What is your zodiac sign?
Gemini 

What kind of music do you enjoy listening to?
Anything but death metal, RnB, overly poppy, club, jazz and a few more

Do you like sports (watch or play)?
Not a fan of team sports 

What is your relationship status?
Single 

Do you have any children?
Nope

What things can make or break a relationship?
Trust

What are 2 of your favorite foods?
Chocolate and chicken

Do you have any pets?
Nope

Any tattoos or piercings?
Nose pierced and ears 3 on one side and two on the other - thinking about a tattoo on my ankle 

Do you have siblings?
Yea, a brother. 

How is your relationship with your parents?
Doable and bearable as I am now understanding stuff better

What is your occupation?
Student nurse and health care assistant.

What is your ideal job?
Nursing 

What was your best subject in school?
Biology

Your worst subject in school?
English and the other languages...oh and accounting - I wasn't good in school 

What is something you like to do in your downtime?
Read

What is your favorite season?
Winter

What is your least favorite house chore?
Taking the clothes in - nah really not a fan of them all but need doing and a bit of loud music can make if fun 

What time do you usually go to bed?
12am and after

Do you wear glasses or contacts?
Neither

Do you miss anyone at the moment?
Yeah - a guy from college

Last time you took a bubble bath?
Just over a week ago - but before that it could have been years

What is one thing you want to accomplish this year?
Taking up voluntary work

What is your favorite holiday?
Halloween

Do you have any allergies?
Summer - sinus, hay-fever and the heat 

Do you enjoy thunderstorms?
Oh yeah I do

Have you/do you plan to vote this year?
If there is something to vote for 

What cell phone provider do you use?
Meteor

Do you speak any languages besides english?
Ah little Irish and even worse french

What is a smell that you love?
lavender 

What is the last vacation you went on?
To London last weekend

Have you ever been horseback riding?
Yep - when I was younger

Have you ever gambled at a casino?
Nope 

What is the last thing you ate and drank?
My dinner - being chicken stir fry

What time do you wake up in the morning?
about half 9 if I recall right

Do you have any quotes that you really like?
"The best time to plant a tree is 20 years ago the next best time is now."

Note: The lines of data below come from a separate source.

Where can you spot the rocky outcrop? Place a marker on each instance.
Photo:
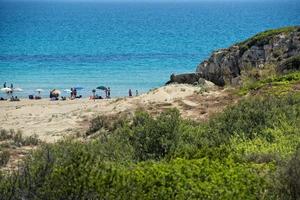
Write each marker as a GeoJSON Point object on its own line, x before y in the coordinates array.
{"type": "Point", "coordinates": [271, 47]}
{"type": "Point", "coordinates": [191, 78]}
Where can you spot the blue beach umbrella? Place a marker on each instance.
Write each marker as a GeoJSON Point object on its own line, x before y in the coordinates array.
{"type": "Point", "coordinates": [78, 88]}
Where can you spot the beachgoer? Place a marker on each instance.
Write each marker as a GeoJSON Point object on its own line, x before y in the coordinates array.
{"type": "Point", "coordinates": [94, 92]}
{"type": "Point", "coordinates": [72, 92]}
{"type": "Point", "coordinates": [129, 93]}
{"type": "Point", "coordinates": [75, 92]}
{"type": "Point", "coordinates": [108, 92]}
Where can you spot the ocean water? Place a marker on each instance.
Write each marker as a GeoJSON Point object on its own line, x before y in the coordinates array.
{"type": "Point", "coordinates": [122, 45]}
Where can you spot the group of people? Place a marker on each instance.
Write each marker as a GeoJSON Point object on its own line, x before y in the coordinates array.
{"type": "Point", "coordinates": [107, 94]}
{"type": "Point", "coordinates": [130, 93]}
{"type": "Point", "coordinates": [74, 93]}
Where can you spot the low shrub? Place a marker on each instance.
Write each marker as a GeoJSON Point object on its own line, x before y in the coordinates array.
{"type": "Point", "coordinates": [4, 157]}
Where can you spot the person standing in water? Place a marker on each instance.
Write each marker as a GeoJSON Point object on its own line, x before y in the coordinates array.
{"type": "Point", "coordinates": [129, 93]}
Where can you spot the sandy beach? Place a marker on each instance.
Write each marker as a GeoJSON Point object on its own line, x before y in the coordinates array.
{"type": "Point", "coordinates": [53, 120]}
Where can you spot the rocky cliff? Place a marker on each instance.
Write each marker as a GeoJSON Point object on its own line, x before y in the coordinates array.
{"type": "Point", "coordinates": [276, 47]}
{"type": "Point", "coordinates": [279, 48]}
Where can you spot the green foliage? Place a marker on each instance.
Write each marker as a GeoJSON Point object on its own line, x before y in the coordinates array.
{"type": "Point", "coordinates": [154, 138]}
{"type": "Point", "coordinates": [289, 178]}
{"type": "Point", "coordinates": [292, 63]}
{"type": "Point", "coordinates": [4, 157]}
{"type": "Point", "coordinates": [264, 38]}
{"type": "Point", "coordinates": [277, 85]}
{"type": "Point", "coordinates": [236, 155]}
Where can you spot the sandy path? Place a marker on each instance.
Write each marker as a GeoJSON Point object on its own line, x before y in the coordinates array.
{"type": "Point", "coordinates": [53, 120]}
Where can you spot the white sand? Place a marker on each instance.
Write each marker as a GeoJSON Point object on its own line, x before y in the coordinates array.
{"type": "Point", "coordinates": [51, 120]}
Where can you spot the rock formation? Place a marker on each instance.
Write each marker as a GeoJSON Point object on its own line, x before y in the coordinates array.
{"type": "Point", "coordinates": [270, 47]}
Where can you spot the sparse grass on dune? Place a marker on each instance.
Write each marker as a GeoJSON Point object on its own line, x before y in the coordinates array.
{"type": "Point", "coordinates": [246, 152]}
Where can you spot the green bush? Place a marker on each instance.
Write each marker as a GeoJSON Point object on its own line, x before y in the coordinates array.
{"type": "Point", "coordinates": [290, 178]}
{"type": "Point", "coordinates": [233, 156]}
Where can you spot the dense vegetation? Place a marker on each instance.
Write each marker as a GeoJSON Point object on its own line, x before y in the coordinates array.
{"type": "Point", "coordinates": [264, 38]}
{"type": "Point", "coordinates": [250, 151]}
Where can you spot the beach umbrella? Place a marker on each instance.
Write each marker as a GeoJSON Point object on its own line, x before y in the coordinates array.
{"type": "Point", "coordinates": [78, 88]}
{"type": "Point", "coordinates": [6, 90]}
{"type": "Point", "coordinates": [67, 91]}
{"type": "Point", "coordinates": [18, 90]}
{"type": "Point", "coordinates": [101, 88]}
{"type": "Point", "coordinates": [56, 92]}
{"type": "Point", "coordinates": [39, 90]}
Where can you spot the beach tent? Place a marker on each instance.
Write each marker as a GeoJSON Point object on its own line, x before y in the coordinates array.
{"type": "Point", "coordinates": [18, 90]}
{"type": "Point", "coordinates": [101, 88]}
{"type": "Point", "coordinates": [67, 91]}
{"type": "Point", "coordinates": [78, 88]}
{"type": "Point", "coordinates": [6, 90]}
{"type": "Point", "coordinates": [39, 90]}
{"type": "Point", "coordinates": [55, 92]}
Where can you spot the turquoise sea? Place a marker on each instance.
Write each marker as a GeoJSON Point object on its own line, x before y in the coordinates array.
{"type": "Point", "coordinates": [122, 45]}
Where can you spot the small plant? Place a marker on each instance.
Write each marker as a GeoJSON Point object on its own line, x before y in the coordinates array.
{"type": "Point", "coordinates": [4, 158]}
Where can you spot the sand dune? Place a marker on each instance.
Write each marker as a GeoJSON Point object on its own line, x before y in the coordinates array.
{"type": "Point", "coordinates": [53, 120]}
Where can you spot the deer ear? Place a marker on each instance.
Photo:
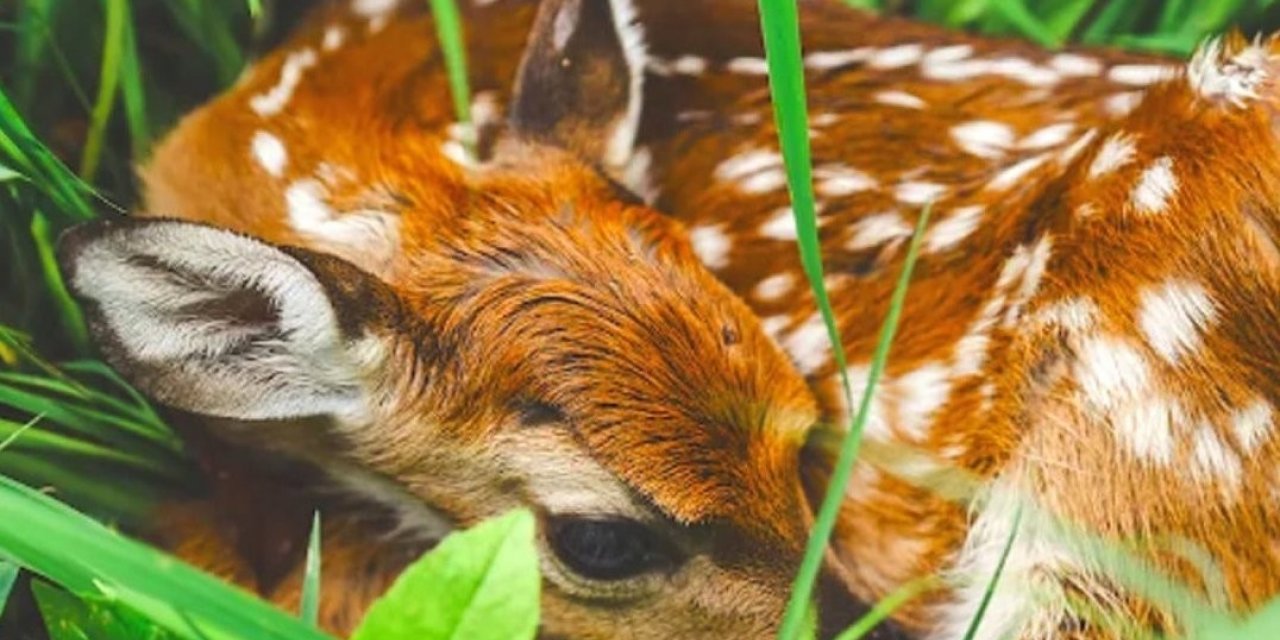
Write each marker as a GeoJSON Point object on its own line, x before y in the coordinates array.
{"type": "Point", "coordinates": [579, 83]}
{"type": "Point", "coordinates": [215, 323]}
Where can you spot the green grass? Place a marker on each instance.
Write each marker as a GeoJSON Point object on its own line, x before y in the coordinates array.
{"type": "Point", "coordinates": [90, 85]}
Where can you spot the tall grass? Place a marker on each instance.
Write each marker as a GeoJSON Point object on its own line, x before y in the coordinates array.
{"type": "Point", "coordinates": [90, 85]}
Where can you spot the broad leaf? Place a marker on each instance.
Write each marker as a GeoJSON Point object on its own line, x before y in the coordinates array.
{"type": "Point", "coordinates": [68, 617]}
{"type": "Point", "coordinates": [481, 584]}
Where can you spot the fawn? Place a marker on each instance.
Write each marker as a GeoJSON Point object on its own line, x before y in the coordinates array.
{"type": "Point", "coordinates": [1089, 337]}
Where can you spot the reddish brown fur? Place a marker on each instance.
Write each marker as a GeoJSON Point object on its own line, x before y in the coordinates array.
{"type": "Point", "coordinates": [1019, 417]}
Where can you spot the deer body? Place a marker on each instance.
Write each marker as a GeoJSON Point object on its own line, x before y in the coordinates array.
{"type": "Point", "coordinates": [1088, 346]}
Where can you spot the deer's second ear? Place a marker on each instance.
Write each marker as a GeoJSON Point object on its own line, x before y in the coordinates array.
{"type": "Point", "coordinates": [220, 324]}
{"type": "Point", "coordinates": [580, 81]}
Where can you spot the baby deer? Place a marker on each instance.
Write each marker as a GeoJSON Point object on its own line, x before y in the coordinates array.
{"type": "Point", "coordinates": [1091, 334]}
{"type": "Point", "coordinates": [460, 341]}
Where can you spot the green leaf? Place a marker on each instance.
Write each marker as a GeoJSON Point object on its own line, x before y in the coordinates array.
{"type": "Point", "coordinates": [68, 617]}
{"type": "Point", "coordinates": [1264, 625]}
{"type": "Point", "coordinates": [85, 557]}
{"type": "Point", "coordinates": [995, 577]}
{"type": "Point", "coordinates": [108, 85]}
{"type": "Point", "coordinates": [8, 576]}
{"type": "Point", "coordinates": [481, 584]}
{"type": "Point", "coordinates": [310, 607]}
{"type": "Point", "coordinates": [887, 606]}
{"type": "Point", "coordinates": [448, 28]}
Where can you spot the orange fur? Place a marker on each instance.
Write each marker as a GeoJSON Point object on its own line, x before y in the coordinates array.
{"type": "Point", "coordinates": [1001, 365]}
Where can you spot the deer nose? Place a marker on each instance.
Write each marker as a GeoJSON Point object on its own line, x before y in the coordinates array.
{"type": "Point", "coordinates": [839, 609]}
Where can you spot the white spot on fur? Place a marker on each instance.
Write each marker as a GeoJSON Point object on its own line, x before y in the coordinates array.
{"type": "Point", "coordinates": [457, 152]}
{"type": "Point", "coordinates": [808, 344]}
{"type": "Point", "coordinates": [351, 234]}
{"type": "Point", "coordinates": [636, 176]}
{"type": "Point", "coordinates": [952, 229]}
{"type": "Point", "coordinates": [1075, 315]}
{"type": "Point", "coordinates": [914, 192]}
{"type": "Point", "coordinates": [1115, 152]}
{"type": "Point", "coordinates": [877, 417]}
{"type": "Point", "coordinates": [1069, 154]}
{"type": "Point", "coordinates": [900, 99]}
{"type": "Point", "coordinates": [373, 8]}
{"type": "Point", "coordinates": [922, 393]}
{"type": "Point", "coordinates": [877, 229]}
{"type": "Point", "coordinates": [1141, 74]}
{"type": "Point", "coordinates": [1050, 136]}
{"type": "Point", "coordinates": [1252, 425]}
{"type": "Point", "coordinates": [1173, 316]}
{"type": "Point", "coordinates": [1037, 261]}
{"type": "Point", "coordinates": [983, 138]}
{"type": "Point", "coordinates": [333, 37]}
{"type": "Point", "coordinates": [1212, 458]}
{"type": "Point", "coordinates": [896, 56]}
{"type": "Point", "coordinates": [775, 287]}
{"type": "Point", "coordinates": [626, 26]}
{"type": "Point", "coordinates": [269, 152]}
{"type": "Point", "coordinates": [1146, 425]}
{"type": "Point", "coordinates": [764, 182]}
{"type": "Point", "coordinates": [1234, 80]}
{"type": "Point", "coordinates": [748, 65]}
{"type": "Point", "coordinates": [1110, 371]}
{"type": "Point", "coordinates": [1075, 64]}
{"type": "Point", "coordinates": [823, 60]}
{"type": "Point", "coordinates": [781, 225]}
{"type": "Point", "coordinates": [839, 179]}
{"type": "Point", "coordinates": [681, 65]}
{"type": "Point", "coordinates": [754, 172]}
{"type": "Point", "coordinates": [565, 24]}
{"type": "Point", "coordinates": [775, 325]}
{"type": "Point", "coordinates": [949, 54]}
{"type": "Point", "coordinates": [1011, 176]}
{"type": "Point", "coordinates": [1156, 184]}
{"type": "Point", "coordinates": [1123, 104]}
{"type": "Point", "coordinates": [275, 99]}
{"type": "Point", "coordinates": [712, 246]}
{"type": "Point", "coordinates": [1025, 72]}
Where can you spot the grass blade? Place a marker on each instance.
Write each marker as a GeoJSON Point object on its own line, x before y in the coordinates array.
{"type": "Point", "coordinates": [87, 558]}
{"type": "Point", "coordinates": [108, 83]}
{"type": "Point", "coordinates": [480, 584]}
{"type": "Point", "coordinates": [133, 92]}
{"type": "Point", "coordinates": [781, 32]}
{"type": "Point", "coordinates": [310, 607]}
{"type": "Point", "coordinates": [448, 28]}
{"type": "Point", "coordinates": [995, 579]}
{"type": "Point", "coordinates": [69, 314]}
{"type": "Point", "coordinates": [8, 576]}
{"type": "Point", "coordinates": [887, 606]}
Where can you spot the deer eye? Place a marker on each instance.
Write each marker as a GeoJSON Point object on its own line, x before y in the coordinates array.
{"type": "Point", "coordinates": [538, 414]}
{"type": "Point", "coordinates": [608, 548]}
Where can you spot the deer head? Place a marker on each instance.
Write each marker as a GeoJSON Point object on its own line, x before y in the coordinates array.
{"type": "Point", "coordinates": [521, 333]}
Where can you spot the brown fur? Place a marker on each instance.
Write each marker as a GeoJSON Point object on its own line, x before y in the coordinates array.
{"type": "Point", "coordinates": [1019, 420]}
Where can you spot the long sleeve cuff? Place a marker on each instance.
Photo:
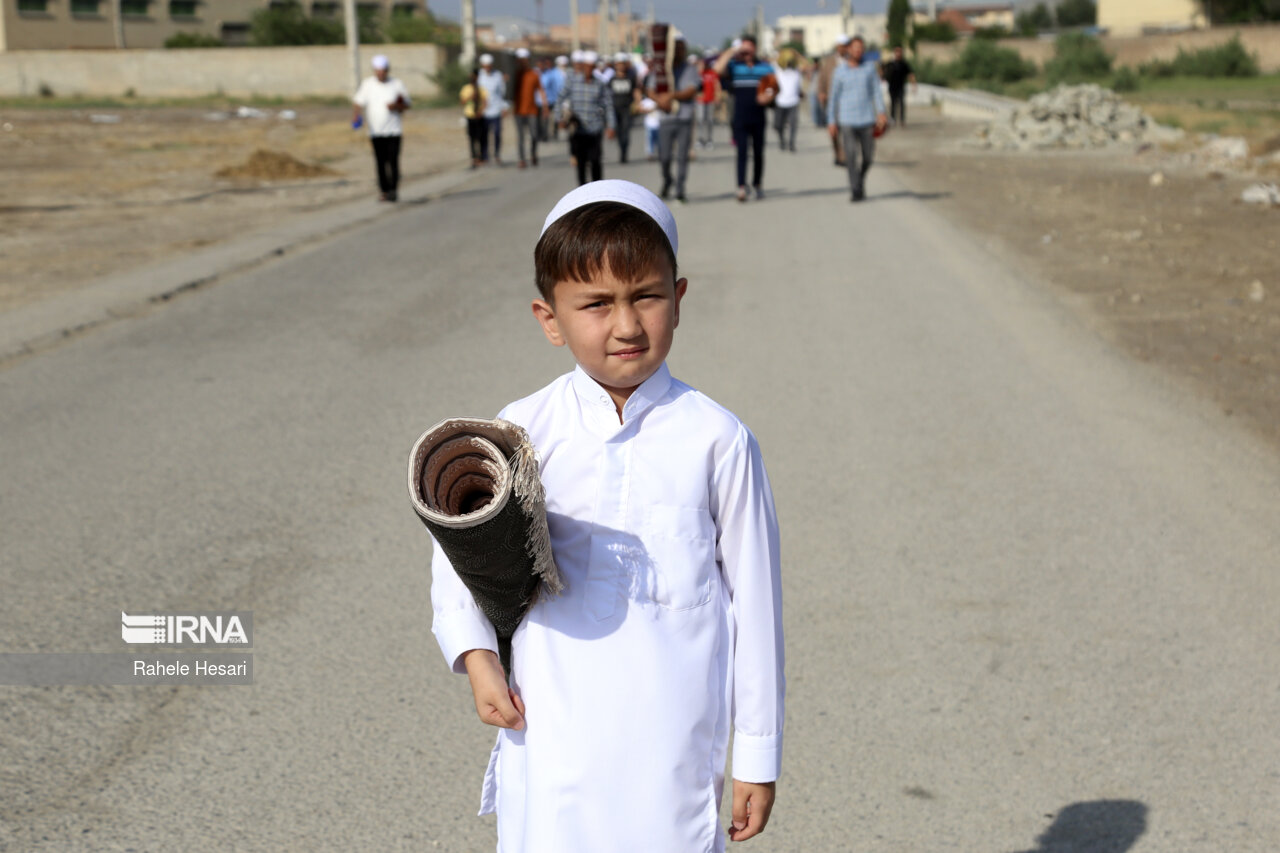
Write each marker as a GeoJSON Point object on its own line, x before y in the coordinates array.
{"type": "Point", "coordinates": [757, 758]}
{"type": "Point", "coordinates": [461, 630]}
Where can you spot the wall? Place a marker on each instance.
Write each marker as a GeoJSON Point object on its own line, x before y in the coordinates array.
{"type": "Point", "coordinates": [191, 73]}
{"type": "Point", "coordinates": [1261, 40]}
{"type": "Point", "coordinates": [1129, 17]}
{"type": "Point", "coordinates": [60, 28]}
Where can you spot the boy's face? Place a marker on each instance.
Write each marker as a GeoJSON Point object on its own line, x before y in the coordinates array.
{"type": "Point", "coordinates": [618, 332]}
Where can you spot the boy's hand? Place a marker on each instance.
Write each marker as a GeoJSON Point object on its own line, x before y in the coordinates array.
{"type": "Point", "coordinates": [496, 702]}
{"type": "Point", "coordinates": [752, 806]}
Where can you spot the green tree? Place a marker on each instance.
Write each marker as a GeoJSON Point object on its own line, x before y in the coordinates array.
{"type": "Point", "coordinates": [1077, 13]}
{"type": "Point", "coordinates": [899, 13]}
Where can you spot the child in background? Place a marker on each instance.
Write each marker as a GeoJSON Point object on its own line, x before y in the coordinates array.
{"type": "Point", "coordinates": [652, 122]}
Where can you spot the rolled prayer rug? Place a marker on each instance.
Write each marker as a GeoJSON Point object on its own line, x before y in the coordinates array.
{"type": "Point", "coordinates": [475, 486]}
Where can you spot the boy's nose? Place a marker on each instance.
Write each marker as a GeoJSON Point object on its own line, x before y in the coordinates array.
{"type": "Point", "coordinates": [627, 323]}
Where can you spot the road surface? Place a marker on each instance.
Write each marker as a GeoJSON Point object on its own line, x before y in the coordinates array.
{"type": "Point", "coordinates": [1031, 585]}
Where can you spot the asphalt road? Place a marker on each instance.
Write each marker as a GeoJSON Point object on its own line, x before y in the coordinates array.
{"type": "Point", "coordinates": [1031, 587]}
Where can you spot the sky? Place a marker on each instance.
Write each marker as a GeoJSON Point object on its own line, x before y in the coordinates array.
{"type": "Point", "coordinates": [704, 22]}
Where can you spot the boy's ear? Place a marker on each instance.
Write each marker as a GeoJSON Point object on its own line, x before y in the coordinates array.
{"type": "Point", "coordinates": [545, 315]}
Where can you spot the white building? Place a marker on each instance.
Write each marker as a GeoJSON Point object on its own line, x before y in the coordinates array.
{"type": "Point", "coordinates": [818, 32]}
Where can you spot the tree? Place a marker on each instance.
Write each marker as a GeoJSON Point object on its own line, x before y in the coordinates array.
{"type": "Point", "coordinates": [899, 13]}
{"type": "Point", "coordinates": [1077, 13]}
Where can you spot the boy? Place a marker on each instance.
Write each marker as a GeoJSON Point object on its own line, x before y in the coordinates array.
{"type": "Point", "coordinates": [624, 689]}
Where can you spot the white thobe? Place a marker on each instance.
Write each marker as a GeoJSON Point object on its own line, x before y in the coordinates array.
{"type": "Point", "coordinates": [668, 633]}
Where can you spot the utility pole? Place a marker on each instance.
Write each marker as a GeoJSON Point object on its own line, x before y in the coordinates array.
{"type": "Point", "coordinates": [118, 5]}
{"type": "Point", "coordinates": [348, 16]}
{"type": "Point", "coordinates": [469, 33]}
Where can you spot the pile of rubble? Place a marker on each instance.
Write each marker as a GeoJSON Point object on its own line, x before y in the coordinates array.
{"type": "Point", "coordinates": [1073, 117]}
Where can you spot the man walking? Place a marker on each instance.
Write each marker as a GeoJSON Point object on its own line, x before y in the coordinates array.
{"type": "Point", "coordinates": [625, 92]}
{"type": "Point", "coordinates": [676, 123]}
{"type": "Point", "coordinates": [854, 112]}
{"type": "Point", "coordinates": [553, 80]}
{"type": "Point", "coordinates": [705, 106]}
{"type": "Point", "coordinates": [743, 73]}
{"type": "Point", "coordinates": [529, 94]}
{"type": "Point", "coordinates": [897, 72]}
{"type": "Point", "coordinates": [827, 68]}
{"type": "Point", "coordinates": [379, 103]}
{"type": "Point", "coordinates": [494, 85]}
{"type": "Point", "coordinates": [586, 110]}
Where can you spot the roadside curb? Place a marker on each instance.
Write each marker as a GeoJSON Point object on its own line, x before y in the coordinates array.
{"type": "Point", "coordinates": [35, 328]}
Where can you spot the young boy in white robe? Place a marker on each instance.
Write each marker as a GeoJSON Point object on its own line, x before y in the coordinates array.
{"type": "Point", "coordinates": [625, 688]}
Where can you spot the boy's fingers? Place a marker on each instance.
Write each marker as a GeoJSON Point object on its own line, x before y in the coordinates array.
{"type": "Point", "coordinates": [752, 807]}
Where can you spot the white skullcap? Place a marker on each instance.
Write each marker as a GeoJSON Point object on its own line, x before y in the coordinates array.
{"type": "Point", "coordinates": [624, 192]}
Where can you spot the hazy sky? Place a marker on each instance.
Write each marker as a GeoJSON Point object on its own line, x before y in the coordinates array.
{"type": "Point", "coordinates": [703, 21]}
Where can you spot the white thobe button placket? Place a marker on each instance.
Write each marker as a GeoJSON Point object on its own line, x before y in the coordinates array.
{"type": "Point", "coordinates": [604, 576]}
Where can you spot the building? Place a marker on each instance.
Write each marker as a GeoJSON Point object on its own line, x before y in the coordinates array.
{"type": "Point", "coordinates": [970, 17]}
{"type": "Point", "coordinates": [56, 24]}
{"type": "Point", "coordinates": [508, 30]}
{"type": "Point", "coordinates": [818, 32]}
{"type": "Point", "coordinates": [1138, 17]}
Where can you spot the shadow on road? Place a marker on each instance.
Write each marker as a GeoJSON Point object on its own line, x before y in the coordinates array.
{"type": "Point", "coordinates": [1097, 826]}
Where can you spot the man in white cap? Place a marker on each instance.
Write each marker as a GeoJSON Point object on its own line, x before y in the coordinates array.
{"type": "Point", "coordinates": [553, 81]}
{"type": "Point", "coordinates": [379, 104]}
{"type": "Point", "coordinates": [494, 85]}
{"type": "Point", "coordinates": [625, 91]}
{"type": "Point", "coordinates": [528, 89]}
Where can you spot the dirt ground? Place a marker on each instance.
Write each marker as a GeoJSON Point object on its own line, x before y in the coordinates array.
{"type": "Point", "coordinates": [1176, 272]}
{"type": "Point", "coordinates": [86, 192]}
{"type": "Point", "coordinates": [1176, 269]}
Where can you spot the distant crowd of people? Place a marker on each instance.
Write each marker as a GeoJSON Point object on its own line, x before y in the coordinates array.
{"type": "Point", "coordinates": [593, 100]}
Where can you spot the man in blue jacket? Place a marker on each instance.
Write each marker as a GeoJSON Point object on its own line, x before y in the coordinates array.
{"type": "Point", "coordinates": [855, 110]}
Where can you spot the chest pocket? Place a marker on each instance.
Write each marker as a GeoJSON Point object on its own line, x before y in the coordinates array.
{"type": "Point", "coordinates": [681, 543]}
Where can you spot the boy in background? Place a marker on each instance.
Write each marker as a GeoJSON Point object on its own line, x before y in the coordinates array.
{"type": "Point", "coordinates": [624, 689]}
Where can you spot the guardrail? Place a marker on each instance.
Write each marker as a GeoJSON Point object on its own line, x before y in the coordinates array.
{"type": "Point", "coordinates": [967, 103]}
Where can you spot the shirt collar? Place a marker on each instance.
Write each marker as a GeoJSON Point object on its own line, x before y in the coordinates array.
{"type": "Point", "coordinates": [645, 395]}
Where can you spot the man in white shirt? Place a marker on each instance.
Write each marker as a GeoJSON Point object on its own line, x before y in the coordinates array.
{"type": "Point", "coordinates": [379, 104]}
{"type": "Point", "coordinates": [494, 85]}
{"type": "Point", "coordinates": [667, 637]}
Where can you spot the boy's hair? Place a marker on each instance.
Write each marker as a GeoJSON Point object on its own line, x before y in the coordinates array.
{"type": "Point", "coordinates": [583, 242]}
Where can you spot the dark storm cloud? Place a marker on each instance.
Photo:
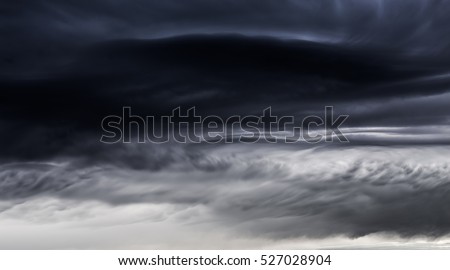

What is the last song you listened to?
Foo fighters but unsure if the name

What radio stations do you listen to?
Lyric FM

Do you sleep with your closet Door open or closed, or does it matter?
Closed - open is weird 

Do you prefer to sleep with any light in the room, or in total darkness?
Darkness.

If you are having a hard time getting to sleep, What is something you do to help you fall asleep?
Music

What is the weather like right now where you are?
Dark outside so no idea

Do you close the door when you use the bathroom or shower when you're home alone?
Shower it is closed all the time but not always for the bathroom

Next vacation you plan to go on?
Sheffield maybe in a few weeks

Do you have any nicknames?
J. Netty, Michelle, Nettlle, Jenny, Jane! 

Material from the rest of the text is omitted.